Last Saturday I was assaulted by a “film” starring Jenny McCarthy, “Dirty Love,” in which she tries to do her best Jim Carrey impression … falling far, far short. And yet my niece, whose love for movies and pop culture has until now done nothing but impress me, likes this movie. ¡Likes it! Naturally, Ms. McCarthy wrote this travesty herself, and it was directed by her now ex-husband. Don’t believe it’s as bad as I portray? Its IMDB plot keywords include the term cavity search. It gets a 4 percent rating on Rotten Tomatoes, along with reviews like the following —
Even by the standards of its bottom-feeding genre, Dirty Love clings to the gutter like a rat in garbage. (Stephen Holden, New York Times)

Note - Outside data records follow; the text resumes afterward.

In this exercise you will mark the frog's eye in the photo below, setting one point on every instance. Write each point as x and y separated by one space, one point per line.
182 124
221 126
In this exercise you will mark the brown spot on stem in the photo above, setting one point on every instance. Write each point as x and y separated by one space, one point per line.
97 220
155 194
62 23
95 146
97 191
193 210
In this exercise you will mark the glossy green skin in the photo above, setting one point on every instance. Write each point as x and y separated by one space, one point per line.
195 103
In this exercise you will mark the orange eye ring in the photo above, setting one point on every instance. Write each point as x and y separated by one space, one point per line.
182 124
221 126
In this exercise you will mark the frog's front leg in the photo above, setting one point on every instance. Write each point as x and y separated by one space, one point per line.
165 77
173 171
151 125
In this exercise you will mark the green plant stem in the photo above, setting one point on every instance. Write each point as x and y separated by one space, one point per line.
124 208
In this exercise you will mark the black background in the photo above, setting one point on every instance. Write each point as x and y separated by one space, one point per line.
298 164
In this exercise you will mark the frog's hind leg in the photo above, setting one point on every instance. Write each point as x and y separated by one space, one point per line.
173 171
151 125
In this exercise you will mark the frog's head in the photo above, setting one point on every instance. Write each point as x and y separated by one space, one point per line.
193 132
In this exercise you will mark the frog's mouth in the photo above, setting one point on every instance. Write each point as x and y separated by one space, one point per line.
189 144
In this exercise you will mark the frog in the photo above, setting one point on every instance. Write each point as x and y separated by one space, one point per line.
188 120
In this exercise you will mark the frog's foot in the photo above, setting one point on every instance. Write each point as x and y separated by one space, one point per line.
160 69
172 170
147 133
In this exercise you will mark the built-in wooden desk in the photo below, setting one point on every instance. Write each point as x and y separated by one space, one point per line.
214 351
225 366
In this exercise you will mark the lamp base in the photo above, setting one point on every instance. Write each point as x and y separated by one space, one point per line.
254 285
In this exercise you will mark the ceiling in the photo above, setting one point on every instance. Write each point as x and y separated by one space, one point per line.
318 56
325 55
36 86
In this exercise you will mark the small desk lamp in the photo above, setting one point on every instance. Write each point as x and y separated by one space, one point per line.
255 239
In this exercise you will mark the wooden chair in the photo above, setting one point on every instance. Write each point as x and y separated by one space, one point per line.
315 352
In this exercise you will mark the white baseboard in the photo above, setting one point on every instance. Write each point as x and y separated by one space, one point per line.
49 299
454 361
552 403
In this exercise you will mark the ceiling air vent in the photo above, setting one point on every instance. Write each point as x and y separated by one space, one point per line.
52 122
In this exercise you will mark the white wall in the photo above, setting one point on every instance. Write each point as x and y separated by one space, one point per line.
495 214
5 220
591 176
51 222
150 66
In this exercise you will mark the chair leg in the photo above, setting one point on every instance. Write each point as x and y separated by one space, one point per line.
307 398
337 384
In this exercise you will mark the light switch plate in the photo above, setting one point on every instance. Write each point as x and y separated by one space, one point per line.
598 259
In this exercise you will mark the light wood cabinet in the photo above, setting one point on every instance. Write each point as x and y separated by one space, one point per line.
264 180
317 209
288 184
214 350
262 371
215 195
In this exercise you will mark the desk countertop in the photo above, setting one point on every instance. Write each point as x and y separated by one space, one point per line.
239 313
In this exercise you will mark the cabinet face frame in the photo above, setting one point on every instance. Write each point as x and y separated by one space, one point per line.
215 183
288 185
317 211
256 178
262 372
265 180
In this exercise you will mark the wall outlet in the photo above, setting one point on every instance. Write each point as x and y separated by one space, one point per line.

Here is a film so pitiful, it doesn’t rise to the level of badness. It is hopelessly incompetent. (Roger Ebert, Chicago Sun-Times)
PROSECUTION RESTS. It’s really that bad. And my niece spent actual dollars on this film. She readily admits that she has a strain of appreciation for crappy movies (her words, not mine). But hearing of so many in her DVD collection worried me. Deeply. Even moreso when she joined the cynics in their pre-release dissing of James Cameron’s upcoming “Avatar.” ¡The hypocrisy!
Such talk made me wonder aloud whether what I had written off as merely her quota of guilty pleasure flicks was, in fact, a Problem. The intervention kind. Quota exceeded.
¡Blog vs. Blog!
So we’re devoting this week to a rational examination of her DVD collection. Yes, we’re talking spreadsheets, and also a database. There will be charts. Pie charts. Also the graphs. Possibly some Venn diagrams if y’all play your cards right. No screamfests here. Just data-mining that I’m confident will confirm my suspicion that, as she puts it, her “love for crap has gotten out of control.”
My duty as an uncle demands action.
So it’s blog vs. blog all week as we apply technology, sass and snark to identify her Issues. And then get her some help. Her sister will assist with the logistics. And in keeping us from escalating to cinematic violence.
You can keep track of my reasoned reporting here, or look askance at the lies she will no doubt purvey on her blog. Bring it, Little Junkies!











OMG! Did you just call me fat? ¡Dirty pool, old chum!
Allow me to clarify: I do NOT own Dirty Love! I also agreed that it sucked. I declare that Jenny McCarthy may not be used against me again!
In addition to keeping the peace between you, I fully intend on stirring the pot. So consider yourself notified
Oooo – I want in on the pot stirring!!!
Oh, right. You don’t own “Dirty Love.” You just rented it from Netflix. TWICE!
I said, Good day!
Just the one time!! The other time we half watched it on HBO
Two viewings?? You realize you’re only digging yourself a deeper hole.